Nor are the kids of today likely to recognize some of the faces and places Ferrier painted into the mural at the request of his patron. The kid with the hot dog on the left above is based on an old photo of Richard Cohen. Another panel shows, in the background, a Georgia Avenue store called Dox Liquors, which was owned by the parents of Cohen's wife, Judi. And Cohen was a big Elvis Presley fan. That accounts for the face of the guy selling tickets on the right.
This is what a muralist like Jarrett Ferrier does. He gives the customers what they want while he gives the city what it needs--art and a sense of its own past. It's in the nature of the job. A standard-issue artist can buy canvas and paint whatever he wants. A muralist like Ferrier has to wait until someone who owns a suitable wall approaches him. (This applied as well to fresco artists like Michelangelo and Leonardo, who gave the owners of the ceilings and walls they painted what the owners wanted.)
Sometimes, Ferrier says, the customer is a restaurant, or a hospital.
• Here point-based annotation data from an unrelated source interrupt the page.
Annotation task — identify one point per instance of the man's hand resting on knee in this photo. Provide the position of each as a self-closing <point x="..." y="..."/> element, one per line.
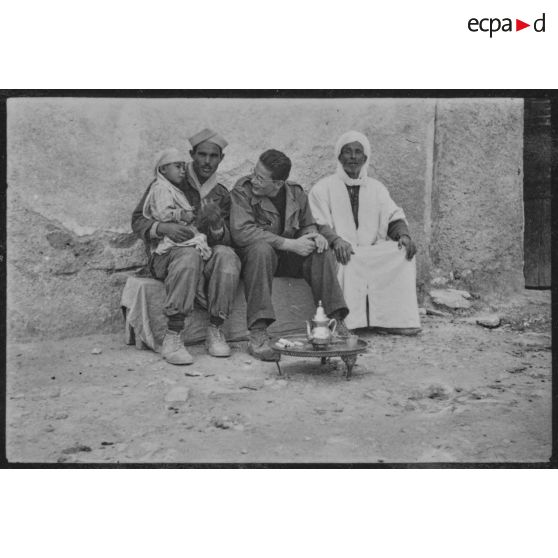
<point x="410" y="247"/>
<point x="302" y="246"/>
<point x="319" y="240"/>
<point x="178" y="232"/>
<point x="343" y="250"/>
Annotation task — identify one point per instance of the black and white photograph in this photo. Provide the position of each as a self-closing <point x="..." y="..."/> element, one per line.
<point x="278" y="278"/>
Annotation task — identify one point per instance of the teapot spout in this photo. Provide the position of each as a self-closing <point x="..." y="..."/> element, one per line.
<point x="309" y="331"/>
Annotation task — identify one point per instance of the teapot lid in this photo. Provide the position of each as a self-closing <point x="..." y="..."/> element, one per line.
<point x="320" y="313"/>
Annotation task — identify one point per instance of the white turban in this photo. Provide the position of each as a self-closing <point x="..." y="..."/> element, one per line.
<point x="170" y="155"/>
<point x="346" y="138"/>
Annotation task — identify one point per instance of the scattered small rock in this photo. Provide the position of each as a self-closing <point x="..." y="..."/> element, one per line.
<point x="516" y="370"/>
<point x="377" y="394"/>
<point x="223" y="423"/>
<point x="76" y="449"/>
<point x="432" y="312"/>
<point x="451" y="298"/>
<point x="433" y="391"/>
<point x="492" y="321"/>
<point x="56" y="416"/>
<point x="177" y="394"/>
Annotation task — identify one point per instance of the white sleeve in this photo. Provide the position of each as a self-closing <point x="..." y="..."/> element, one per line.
<point x="319" y="205"/>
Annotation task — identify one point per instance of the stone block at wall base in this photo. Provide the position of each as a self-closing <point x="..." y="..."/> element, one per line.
<point x="143" y="298"/>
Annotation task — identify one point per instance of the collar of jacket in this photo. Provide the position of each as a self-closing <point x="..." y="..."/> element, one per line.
<point x="268" y="205"/>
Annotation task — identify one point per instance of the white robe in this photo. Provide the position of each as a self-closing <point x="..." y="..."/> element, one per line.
<point x="378" y="269"/>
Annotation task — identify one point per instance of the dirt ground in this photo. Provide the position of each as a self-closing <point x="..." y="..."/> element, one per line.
<point x="458" y="392"/>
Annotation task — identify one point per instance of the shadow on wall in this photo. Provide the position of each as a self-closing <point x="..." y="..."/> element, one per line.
<point x="451" y="164"/>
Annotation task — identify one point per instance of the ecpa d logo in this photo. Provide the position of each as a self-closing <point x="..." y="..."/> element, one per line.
<point x="492" y="25"/>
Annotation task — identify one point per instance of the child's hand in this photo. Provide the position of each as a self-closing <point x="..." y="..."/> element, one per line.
<point x="187" y="215"/>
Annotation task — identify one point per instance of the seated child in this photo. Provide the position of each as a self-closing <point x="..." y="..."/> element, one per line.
<point x="165" y="202"/>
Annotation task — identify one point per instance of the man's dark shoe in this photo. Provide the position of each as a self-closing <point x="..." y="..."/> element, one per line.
<point x="259" y="347"/>
<point x="216" y="343"/>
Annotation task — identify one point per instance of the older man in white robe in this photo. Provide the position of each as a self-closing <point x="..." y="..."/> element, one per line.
<point x="370" y="237"/>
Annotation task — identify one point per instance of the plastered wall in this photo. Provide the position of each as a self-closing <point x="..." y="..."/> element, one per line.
<point x="77" y="167"/>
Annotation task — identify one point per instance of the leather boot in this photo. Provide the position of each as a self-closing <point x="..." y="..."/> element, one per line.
<point x="216" y="343"/>
<point x="259" y="347"/>
<point x="173" y="350"/>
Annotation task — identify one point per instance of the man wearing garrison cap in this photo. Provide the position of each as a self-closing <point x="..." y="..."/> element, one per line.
<point x="187" y="277"/>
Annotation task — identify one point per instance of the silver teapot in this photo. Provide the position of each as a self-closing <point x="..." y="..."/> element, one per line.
<point x="319" y="329"/>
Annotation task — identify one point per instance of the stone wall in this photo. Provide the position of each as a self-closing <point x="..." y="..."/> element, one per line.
<point x="77" y="167"/>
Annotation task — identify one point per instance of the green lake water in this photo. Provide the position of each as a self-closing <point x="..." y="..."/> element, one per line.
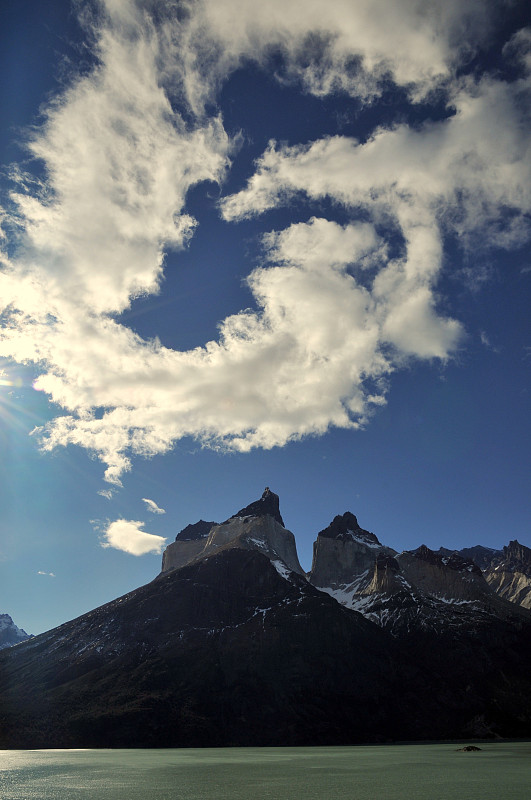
<point x="501" y="771"/>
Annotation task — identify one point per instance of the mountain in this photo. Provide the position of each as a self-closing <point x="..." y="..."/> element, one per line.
<point x="258" y="526"/>
<point x="509" y="573"/>
<point x="237" y="647"/>
<point x="415" y="590"/>
<point x="10" y="633"/>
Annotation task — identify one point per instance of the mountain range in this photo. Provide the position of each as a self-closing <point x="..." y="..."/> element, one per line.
<point x="233" y="644"/>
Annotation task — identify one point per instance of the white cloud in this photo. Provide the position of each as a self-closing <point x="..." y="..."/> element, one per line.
<point x="107" y="493"/>
<point x="126" y="535"/>
<point x="152" y="506"/>
<point x="336" y="310"/>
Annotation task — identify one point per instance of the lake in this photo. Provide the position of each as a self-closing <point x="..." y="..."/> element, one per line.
<point x="411" y="772"/>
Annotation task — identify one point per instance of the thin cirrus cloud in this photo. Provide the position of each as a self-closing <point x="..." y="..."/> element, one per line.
<point x="128" y="536"/>
<point x="152" y="506"/>
<point x="335" y="305"/>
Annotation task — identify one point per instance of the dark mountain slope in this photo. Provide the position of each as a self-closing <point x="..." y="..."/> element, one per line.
<point x="225" y="651"/>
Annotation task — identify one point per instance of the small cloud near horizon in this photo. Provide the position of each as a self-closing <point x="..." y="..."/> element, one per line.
<point x="126" y="535"/>
<point x="152" y="506"/>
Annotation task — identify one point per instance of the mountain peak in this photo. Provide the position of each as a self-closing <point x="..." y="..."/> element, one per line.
<point x="197" y="530"/>
<point x="453" y="561"/>
<point x="268" y="505"/>
<point x="346" y="526"/>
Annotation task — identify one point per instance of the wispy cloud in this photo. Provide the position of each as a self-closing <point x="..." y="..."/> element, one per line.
<point x="152" y="506"/>
<point x="128" y="536"/>
<point x="335" y="305"/>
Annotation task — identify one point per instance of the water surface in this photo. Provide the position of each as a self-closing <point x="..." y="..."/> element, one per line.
<point x="395" y="772"/>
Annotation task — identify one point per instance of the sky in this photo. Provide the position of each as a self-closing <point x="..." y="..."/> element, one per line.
<point x="245" y="245"/>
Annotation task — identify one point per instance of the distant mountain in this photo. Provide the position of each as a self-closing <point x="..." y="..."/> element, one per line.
<point x="232" y="644"/>
<point x="10" y="633"/>
<point x="509" y="573"/>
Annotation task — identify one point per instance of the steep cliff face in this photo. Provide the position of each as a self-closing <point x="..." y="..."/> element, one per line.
<point x="187" y="546"/>
<point x="446" y="577"/>
<point x="10" y="633"/>
<point x="258" y="526"/>
<point x="509" y="574"/>
<point x="343" y="553"/>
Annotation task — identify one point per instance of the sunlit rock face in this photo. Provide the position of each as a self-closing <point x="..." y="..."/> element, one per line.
<point x="10" y="633"/>
<point x="258" y="526"/>
<point x="343" y="552"/>
<point x="509" y="574"/>
<point x="187" y="546"/>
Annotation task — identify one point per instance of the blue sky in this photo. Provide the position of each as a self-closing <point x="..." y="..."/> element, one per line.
<point x="247" y="246"/>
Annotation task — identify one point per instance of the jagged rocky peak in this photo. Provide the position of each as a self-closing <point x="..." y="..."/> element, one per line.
<point x="198" y="530"/>
<point x="268" y="505"/>
<point x="345" y="526"/>
<point x="509" y="573"/>
<point x="10" y="633"/>
<point x="343" y="552"/>
<point x="483" y="556"/>
<point x="445" y="576"/>
<point x="452" y="560"/>
<point x="517" y="557"/>
<point x="258" y="526"/>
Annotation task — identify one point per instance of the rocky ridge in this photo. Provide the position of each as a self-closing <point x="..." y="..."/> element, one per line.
<point x="258" y="526"/>
<point x="10" y="633"/>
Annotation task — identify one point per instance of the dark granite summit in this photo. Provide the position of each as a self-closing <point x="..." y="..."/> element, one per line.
<point x="344" y="525"/>
<point x="267" y="505"/>
<point x="197" y="530"/>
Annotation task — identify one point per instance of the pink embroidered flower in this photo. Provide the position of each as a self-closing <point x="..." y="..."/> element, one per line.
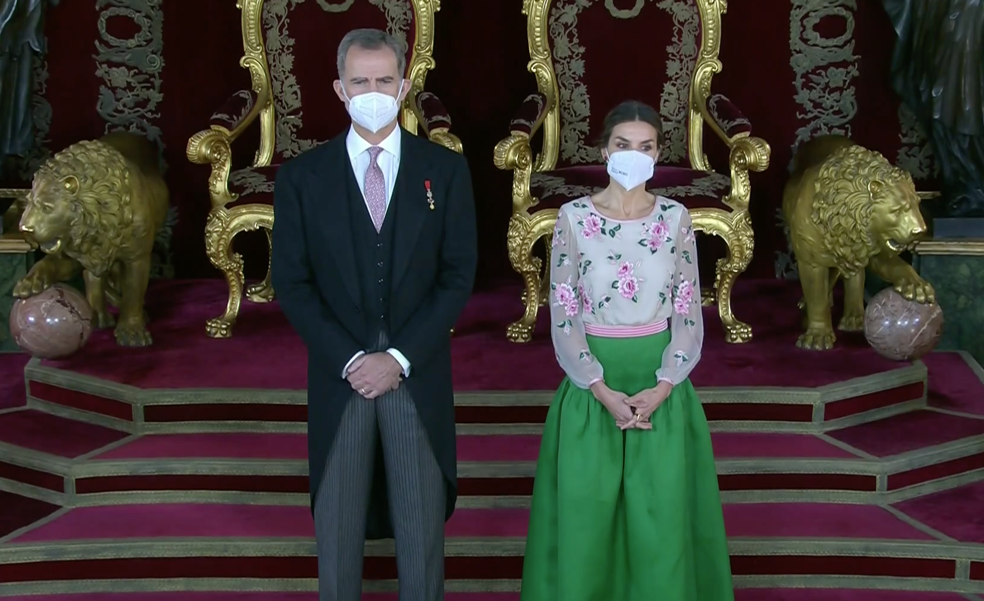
<point x="683" y="297"/>
<point x="566" y="298"/>
<point x="591" y="226"/>
<point x="688" y="235"/>
<point x="686" y="290"/>
<point x="681" y="306"/>
<point x="628" y="287"/>
<point x="657" y="234"/>
<point x="558" y="238"/>
<point x="585" y="299"/>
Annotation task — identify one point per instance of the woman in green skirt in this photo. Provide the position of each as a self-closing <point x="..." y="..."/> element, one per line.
<point x="626" y="504"/>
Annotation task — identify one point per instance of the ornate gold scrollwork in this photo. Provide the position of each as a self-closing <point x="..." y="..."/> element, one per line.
<point x="223" y="225"/>
<point x="213" y="146"/>
<point x="515" y="154"/>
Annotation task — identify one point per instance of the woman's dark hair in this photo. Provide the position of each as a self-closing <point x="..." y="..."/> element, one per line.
<point x="627" y="112"/>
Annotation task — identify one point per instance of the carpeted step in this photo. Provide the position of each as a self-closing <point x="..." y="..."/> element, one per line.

They might want a scene to soothe patients or make customers feel like ordering another bottle of wine. Sometimes the patron is a parent with a desire to have a circus scene painted in a child's bedroom. Ferrier's done mural work on the side of a little barbecue joint on 37th Street, NW.
And he's got a new work decorating the side of a staircase in that connects the two segments of W Place around Tunlaw Road, NW. It's a mural tribute to Charles C. Glover, a major figure in Washington in the late 19th and early 20th centuries but a man who is now, I suspect, largely forgotten. Glover, the president of what was then Washington's largest bank, was instrumental in the creation of the National Cathedral, Rock Creek Park, the Embassy Row area of Massachusetts Avenue and the National Zoo. Ferrier's home neighborhood in D.C., Glover Park, is named for him. The patron for the Glover mural was the D.C. Commission on the Arts and Humanities, and Ferrier obligingly painted faux stonework into his work to mask the bare concrete walls of the new staircase.
Ferrier actually painted the Glover mural in situ, and it will be subject to the vicissitudes of light and weather. Happily, the Griffith Stadium work will be more durable, or at least easier to restore. Ferrier did the paintings for the work in his studio. They were then scanned and rendered digitally by his wife Jodi, a graphic artist. The digital versions were used to make enlarged versions that were then pasted to the panels on the side of Circle Liquors like wallpaper. (Ferrier's got a time-lapse video of the painting process on his web site, on the blog page.) So if the mural fades, a new version can be printed and installed.
Or, copies can be made and installed elsewhere. There are new buildings being constructed on Half Street SE between the Navy Yard Metro Station and Nats Park. They seem like a natural site for a mural that reminds the new generation of Washington baseball fans of the simple pleasures that an older generation once took from the game.